2nd Chances honors Bobby and Helen Hill

Bobby and Helen Hill honored at Black History Celebration.

Bobby and Helen Hill honored at Black History Celebration.

The room at the McGruder center was filled with a diverse group on the night of February 27 to honor Bobby and Helen Hill.

Each year 2nd Chances chooses someone from the ‘recovery’ community that has made a significant difference in the lives of individuals. Bobby Hill and his wife, Helen, were honored with a variety of tributes, entertainment and words of ‘thanks’ from family, friends and others from the community.

“If every person that Bobby has touched directly were here, they couldn’t fit in this room,” said guest Johnnie Fox. “And, if you put everyone that Bobby has touched indirectly, you couldn’t fit them in the state of Tennessee.”

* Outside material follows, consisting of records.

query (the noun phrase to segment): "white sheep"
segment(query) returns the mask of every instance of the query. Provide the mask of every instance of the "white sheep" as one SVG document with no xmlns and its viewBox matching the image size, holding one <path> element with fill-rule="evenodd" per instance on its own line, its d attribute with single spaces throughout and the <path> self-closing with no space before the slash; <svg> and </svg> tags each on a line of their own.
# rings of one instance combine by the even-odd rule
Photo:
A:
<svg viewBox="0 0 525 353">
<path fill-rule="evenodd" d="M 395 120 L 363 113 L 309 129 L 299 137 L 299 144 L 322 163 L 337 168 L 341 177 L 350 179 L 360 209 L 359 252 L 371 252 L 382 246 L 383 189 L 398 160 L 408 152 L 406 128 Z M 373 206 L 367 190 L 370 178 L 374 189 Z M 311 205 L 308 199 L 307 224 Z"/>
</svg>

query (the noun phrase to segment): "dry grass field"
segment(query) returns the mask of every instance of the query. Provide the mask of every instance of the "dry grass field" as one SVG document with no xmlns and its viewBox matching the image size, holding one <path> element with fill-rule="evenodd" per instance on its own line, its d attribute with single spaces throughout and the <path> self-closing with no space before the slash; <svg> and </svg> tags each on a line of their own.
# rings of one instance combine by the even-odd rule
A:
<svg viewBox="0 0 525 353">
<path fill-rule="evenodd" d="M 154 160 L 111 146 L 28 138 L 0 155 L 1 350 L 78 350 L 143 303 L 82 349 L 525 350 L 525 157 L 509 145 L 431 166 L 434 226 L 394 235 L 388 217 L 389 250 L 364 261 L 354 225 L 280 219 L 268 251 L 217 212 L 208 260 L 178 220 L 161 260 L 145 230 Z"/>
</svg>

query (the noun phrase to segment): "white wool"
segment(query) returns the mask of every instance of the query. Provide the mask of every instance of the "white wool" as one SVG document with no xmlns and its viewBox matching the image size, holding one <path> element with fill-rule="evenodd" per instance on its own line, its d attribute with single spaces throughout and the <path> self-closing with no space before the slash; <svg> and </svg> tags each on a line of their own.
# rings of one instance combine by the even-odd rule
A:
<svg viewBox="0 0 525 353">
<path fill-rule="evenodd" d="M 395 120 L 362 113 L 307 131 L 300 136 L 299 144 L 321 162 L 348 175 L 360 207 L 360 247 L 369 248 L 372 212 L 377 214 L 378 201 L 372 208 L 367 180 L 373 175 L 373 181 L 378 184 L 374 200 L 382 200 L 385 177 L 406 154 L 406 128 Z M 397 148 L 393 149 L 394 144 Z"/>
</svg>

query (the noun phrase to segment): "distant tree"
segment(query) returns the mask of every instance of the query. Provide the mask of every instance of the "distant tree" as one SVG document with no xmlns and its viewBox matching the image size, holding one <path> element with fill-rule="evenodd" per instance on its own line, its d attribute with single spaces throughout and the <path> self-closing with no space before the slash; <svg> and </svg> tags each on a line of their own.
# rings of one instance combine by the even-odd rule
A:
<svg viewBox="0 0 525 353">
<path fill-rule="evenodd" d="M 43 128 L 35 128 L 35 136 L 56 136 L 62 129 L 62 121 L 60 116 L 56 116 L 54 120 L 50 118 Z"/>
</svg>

Messages of friendship resonated throughout the night.

“I’m glad to call him friend,” said Najee Allen.

“He gave me hope and inspiration,” said Corky Swift. “If it had not been for him, I would’ve died.”

“You gave me hope, inspiration, and guidance,” said Tony Brown.

“In the many car rides with Bobbie, I learned more than a lifetime,” said Fox. “He is God sent.

“He encouraged me to come to Nashville and join the police department,” said Chief Steve Anderson.

Bobbie’s wife, Helen, was honored with the same accolades. Many thanked her for her support and kindness over the years.

Helen Hill has been referred to as ‘The Lena Horne of Nashville,’ with an inner love and beauty just as striking as her exterior loveliness.”

She started her career with Metro Davidson County in 1965 when she made history becoming the first African American to become a ‘Meter Maid’ (currently known as Meter Patrols). She remained with Metro for nearly 36 years. Following her retirement, she has been devoted to her beloved family and community. Helen’s ‘second home’ is the Elizabeth Park Senior Center, which is a favorite hangout where she volunteers daily. She spends countless hours sharing her time and talent with others wherever needed—preparing meals, assisting dancers, running errands, cleaning, etc.

Bobby Hill gained national recognition in 1964 when he was fired or “forced to resign,” from the Metro police department. He went underground to infiltrate the illegal drug network in Tennessee and rejoined the force after successfully breaking up illegal narcotics trafficking of that era. The ‘firing’ was a cover-up. He soon thereafter made his way through the ranks. He was promoted to sergeant in 1964, then lieutenant in 1967 and ultimately to captain in 1972, making him the top ranking Black officer on the force at that time.

Being raised in Sparta, Tenn., he was an outstanding athlete in high school and travelled to Nashville in 1953. He joined the police force in 1959. During his tenure at the police department, he served as commander of the intelligence division, planning and research, as personnel commander, special liaison to the mayor’s office during the tenure of Mayor Beverly Briley, commander of the Communication Division, and commander of the Inspection Division.

Following his undercover stint, he appeared on national television’s To Tell The Truth and was a feature of the cover story in True Police Cases in 1964.

He also spent most of his off-duty time counseling persons with drug and alcohol abuse problems.

Bobbie and Helen Hill have been married for 47 years. Tyrone Hill, Thea W. Copeland and Ladonna F. Copeland are their children.

Other participants on the program were entertainers Glenn Carter of Carter’s Florist, who played the trumpet; Carlos Bailey; Elizabeth Park Swinging Seniors; Metro Parks Senior High Steppers; and ‘The Spoon Man’ Lucius Talley; host, Tawanda Murphy; presenters, State Rep. Brenda Gilmore and Melvin Black; and a presentation from Pearl High School Alumni, and others.